Urban Designer Will Kerr has assisted in academic research, through the University of Strathclyde’s Urban Design Studies Unit, into the changes in the scale of urban building configuration across time and space, and how we can move forward and create resilient and sustainable design.
Extract – Urban Morphometrics by Will Kerr
Scale in building formation and its association towards creating diverse and truly liveable settlements has for many years been frequently overlooked within planning systems across the world. The great and historic places that come to mind when we think of wonderful and culturally rich towns and cities have become so due to their intricate and fine-scale establishment. These are the spaces that have stood the test of time, creating beautiful and stimulating streetscapes that allow anyone and everyone to access and be a part of. ‘Organic’ developments have accumulated anthropometrically, but it has been difficult and subjective to determine what is fine-grain urban form and coarse-grain.

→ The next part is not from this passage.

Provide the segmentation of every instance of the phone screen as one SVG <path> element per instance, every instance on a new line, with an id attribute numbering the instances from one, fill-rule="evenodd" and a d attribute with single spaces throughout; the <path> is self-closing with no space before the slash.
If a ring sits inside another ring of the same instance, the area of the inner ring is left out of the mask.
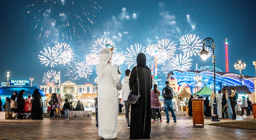
<path id="1" fill-rule="evenodd" d="M 107 45 L 106 45 L 106 47 L 110 49 L 110 50 L 112 49 L 113 48 L 114 48 L 114 47 L 111 46 L 111 45 L 108 44 L 107 44 Z"/>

By comparing building ground configuration, it has been possible to accurately assess urban form on a global scale, through the phenomenon of morphological tessellation – further progressing the field of urban morphology. By undertaking comparisons of six types of urban tissue across six continents, it has been possible to determine a slight coarsening of urban fabric through the Industrial revolution. This has been more so with the implementation of professional theories of urban design, such as Modernism (very significantly), Garden City Theory and New Urbanism, but also in line with the post-war occurrence of vehicle mass ownership.
What does this mean?
Our primary focus as Urban Designers is to create resilient settlements that will stand the test of time and offer improved quality of life. As we can determine from this research, some planned settlements in the past have arguably been unable to adapt to change and lack human empathy. To address this, our work must present consideration to the scale of humans, whether this is intricate and identifiable streetscapes or creating developments that offer truly walkable and cyclable means of access.